La Tintilia non si tocca di Michele Tanno

Il grande cuoco Bobo con il grande di segnatore Ro Marcenaro
mentre osservano la striscia "la favola della Tintilia" disegnata dai Bambini
in occasione della Fiera "Piacere Molise"

Come riscopritore, insieme a Pasquale Di Lena e pochi altri della Tintilia, ci permettiamo di esprimere alcune reserve sulle “manipolazioni” che si stanno profilando nella nostra regione su questo vitigno e vino.
Durante il Vinitaly si è parlato molto di qualità, soprattutto di qualità esteriore o di bottiglia, e poco o niente di tipicità e di origine territoriale dell’uva.
Ricordiamo per l’ennesima volta a chi è sordo - perché non vuol sentire - che la Tintilia è una vite lungamente adattata (da almeno 200 anni) alle zone collinari del Molise interno, dove esprime il meglio delle sue caratteristiche organolettiche.
Gli sbalzi termici, l’elevata luminosità e la formazione della rugiada sulla buccia nel periodo di maturazione, che si riscontrano con maggiore intensità nelle nostre alture, sono essenziali per conferire all’uva, e quindi al vino, i sapori, i profumi, il colore e gli altri pregi tipici di ogni varietà di spicco.
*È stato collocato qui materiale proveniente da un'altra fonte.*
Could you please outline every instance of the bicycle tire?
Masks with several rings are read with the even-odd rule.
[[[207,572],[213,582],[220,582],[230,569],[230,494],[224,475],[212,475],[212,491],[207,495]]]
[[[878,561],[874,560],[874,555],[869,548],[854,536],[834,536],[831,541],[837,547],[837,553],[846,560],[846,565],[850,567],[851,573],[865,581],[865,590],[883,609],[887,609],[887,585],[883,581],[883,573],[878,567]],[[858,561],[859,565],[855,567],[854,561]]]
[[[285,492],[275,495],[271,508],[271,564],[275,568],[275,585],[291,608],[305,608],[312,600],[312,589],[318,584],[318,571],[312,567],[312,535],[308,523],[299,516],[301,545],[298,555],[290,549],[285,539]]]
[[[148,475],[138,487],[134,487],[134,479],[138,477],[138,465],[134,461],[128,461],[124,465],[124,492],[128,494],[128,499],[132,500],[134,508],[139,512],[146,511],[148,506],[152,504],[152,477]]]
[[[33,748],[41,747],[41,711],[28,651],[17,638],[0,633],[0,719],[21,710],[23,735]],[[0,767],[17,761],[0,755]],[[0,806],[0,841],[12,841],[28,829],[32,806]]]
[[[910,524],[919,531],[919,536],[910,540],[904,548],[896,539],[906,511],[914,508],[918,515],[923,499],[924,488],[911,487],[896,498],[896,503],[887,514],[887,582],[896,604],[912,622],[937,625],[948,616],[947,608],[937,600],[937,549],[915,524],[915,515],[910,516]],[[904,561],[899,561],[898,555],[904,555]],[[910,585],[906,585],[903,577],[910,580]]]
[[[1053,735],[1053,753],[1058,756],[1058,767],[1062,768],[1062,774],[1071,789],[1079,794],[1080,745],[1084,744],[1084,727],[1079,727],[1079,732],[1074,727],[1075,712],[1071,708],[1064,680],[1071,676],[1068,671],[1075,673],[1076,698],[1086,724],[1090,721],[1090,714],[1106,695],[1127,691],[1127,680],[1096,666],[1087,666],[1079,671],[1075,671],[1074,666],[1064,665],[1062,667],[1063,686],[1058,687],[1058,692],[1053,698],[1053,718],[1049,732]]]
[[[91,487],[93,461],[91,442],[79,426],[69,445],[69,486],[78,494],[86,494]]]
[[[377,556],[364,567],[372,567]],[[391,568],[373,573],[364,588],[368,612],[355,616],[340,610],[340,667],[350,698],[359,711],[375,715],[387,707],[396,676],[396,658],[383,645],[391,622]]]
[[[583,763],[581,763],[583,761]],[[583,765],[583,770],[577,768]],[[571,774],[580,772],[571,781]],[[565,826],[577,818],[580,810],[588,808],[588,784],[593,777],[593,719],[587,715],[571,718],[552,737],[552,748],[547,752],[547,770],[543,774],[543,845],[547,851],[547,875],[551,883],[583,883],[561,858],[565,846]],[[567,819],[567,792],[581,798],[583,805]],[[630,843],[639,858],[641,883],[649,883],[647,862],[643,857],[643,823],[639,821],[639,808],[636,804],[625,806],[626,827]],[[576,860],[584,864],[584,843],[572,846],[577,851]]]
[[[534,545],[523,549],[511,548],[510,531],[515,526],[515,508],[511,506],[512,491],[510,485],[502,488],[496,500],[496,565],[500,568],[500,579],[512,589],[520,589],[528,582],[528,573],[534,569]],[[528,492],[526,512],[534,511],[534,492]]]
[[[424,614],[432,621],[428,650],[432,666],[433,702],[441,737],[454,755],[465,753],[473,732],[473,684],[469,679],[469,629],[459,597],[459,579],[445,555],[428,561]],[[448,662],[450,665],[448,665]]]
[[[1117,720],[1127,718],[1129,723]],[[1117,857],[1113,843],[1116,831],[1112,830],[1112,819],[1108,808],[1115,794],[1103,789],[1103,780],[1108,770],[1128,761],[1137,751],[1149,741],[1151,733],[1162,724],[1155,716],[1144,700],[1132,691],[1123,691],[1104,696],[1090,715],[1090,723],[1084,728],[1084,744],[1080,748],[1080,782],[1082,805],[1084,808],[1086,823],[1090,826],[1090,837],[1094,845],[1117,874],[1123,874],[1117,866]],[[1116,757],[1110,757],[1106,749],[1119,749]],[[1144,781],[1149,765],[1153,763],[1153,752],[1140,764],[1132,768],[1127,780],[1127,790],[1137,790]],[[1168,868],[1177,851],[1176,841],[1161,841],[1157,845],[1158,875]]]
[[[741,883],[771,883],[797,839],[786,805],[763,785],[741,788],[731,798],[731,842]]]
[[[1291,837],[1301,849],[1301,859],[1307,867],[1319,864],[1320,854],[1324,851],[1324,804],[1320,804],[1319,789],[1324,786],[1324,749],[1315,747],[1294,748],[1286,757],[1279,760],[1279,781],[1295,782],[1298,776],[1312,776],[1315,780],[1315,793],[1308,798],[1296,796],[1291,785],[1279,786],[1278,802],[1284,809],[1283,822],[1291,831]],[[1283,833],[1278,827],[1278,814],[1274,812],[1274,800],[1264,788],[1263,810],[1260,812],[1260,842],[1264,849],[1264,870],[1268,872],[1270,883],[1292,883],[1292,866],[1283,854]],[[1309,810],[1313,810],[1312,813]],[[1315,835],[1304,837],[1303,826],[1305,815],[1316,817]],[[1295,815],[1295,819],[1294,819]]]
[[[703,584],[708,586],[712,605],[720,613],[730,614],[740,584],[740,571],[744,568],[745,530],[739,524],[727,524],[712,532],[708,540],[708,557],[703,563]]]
Se questo è vero per tutti i vitigni di pregio, lo è ancora di più per la Tintilia che manifesta un’esigenza particolare relativamente al clima e al terreno in cui è coltivata.
Volendo estendere la sua coltivazione a tutte le zone, escludendo beninteso quelle più elevate, e a ogni condizione, si rischia di avere una miscellanea di prodotto atipico o con caratteristiche diverse. E’ quello che sta succendendo nel Molise.
Oggi ci troviamo di fronte a tante Tintilia: ognuno produce la propria! Il consumatore è confuso e si chiede: qual è la vera Tintilia?
Occorre smetterla con i “campanili” e badare a un rigoroso disciplinare che deve prevedere una delimitazione accurata del territorio di produzione, con una confinata zona e sottozona legate a specifiche condizioni ambientali e a rispettosi aspetti storici.
Anche la pretesa di uniformarla con il sapore di legno barricato o, peggio, con l’aggiunta dei tasselli di legno nei recipienti di acciaio, è da considerare un’alterazione della sua originalità. Questi gusti trasmessi dal legno, non tipici, camuffati, si risolvono in un appiattimento degli attributi propri del vino e lo equiparano agli altri. Il sapore di legno, soprattutto quello eccessivo, copre i difetti e attenua i pregi!
Non siamo ancora riusciti a fare una Tintilia comune e già pensiamo alle diverse tipologie enologiche!

Siamo d’accordo con Pascquale Di Lena di non dedicarci ad altre fantasie, come al frizzante, spumante o passito, se prima non abbiamo fatto un buon vino da pasto!